Silver mine output peaked in 2016 with total global mine production approx 900 Moz, and falling to an estimated 835 Moz in 2025.
2025 will see the fifth successive silver deficit, estimated at 95Moz. For 2021-25, this results in a cumulative deficit of almost 820Moz.
The decline in supply is due to a variety of issues, including, short-term, operation disruptionsto regulatory challenges in key producing countries; but, long-term, ore grades have fallen at many mature operations with closures across major producers in Mexico, India, Russia, Bolivia, Kazakhstan, and Peru.
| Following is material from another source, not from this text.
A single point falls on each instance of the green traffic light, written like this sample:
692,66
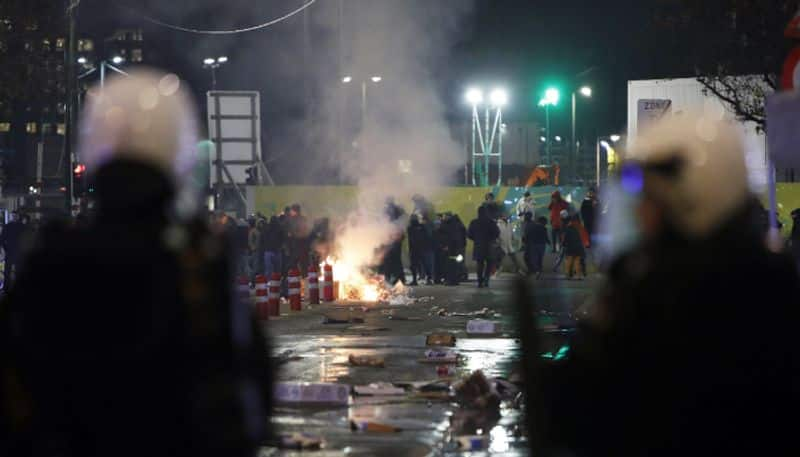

There are two principal ways silver is mined, each putting their own specific constraints on supply:
- approximately 71% of mined silver supply comes as a byproduct from polymetallic gold, lead, zinc and copper mines. This means higher silver prices do not necessarily translate to higher production, though they may incentivize more scrap generation and liquidation of investment positions
- approximately 29% comes from primary producers, but all-in sustaining costs(AISC) increased by 25% year-on-year as costs rose with interest rates and inflation
There has been a long stretch of under-investment in exploration and new projects, and new mines can take an estimated 18 years to build.
Silver and the debasement trade
The return of inflation and the US Federal Reserve’s pivot from tightening to rate cuts have supported a rush into precious metals — the so-called debasement trade.
Gold’s rise above US$4,300/oz in 2025 has grabbed the headlines, signaling deepening investor anxiety over currency debasement and geopolitical strife, but it’s silver — traditionally the high-beta “poor man’s gold” — that caught gold’s slipstream, but then outpaced it.
A weaker dollar and lowering of interest rates by the Federal Reserve turbocharged the rally, attracting a wave of speculative and safe-haven money into precious metals. So much so, that precious metals (and other hard commodities) are competing with crypto and bitcoin in a great rotation and flight to safety.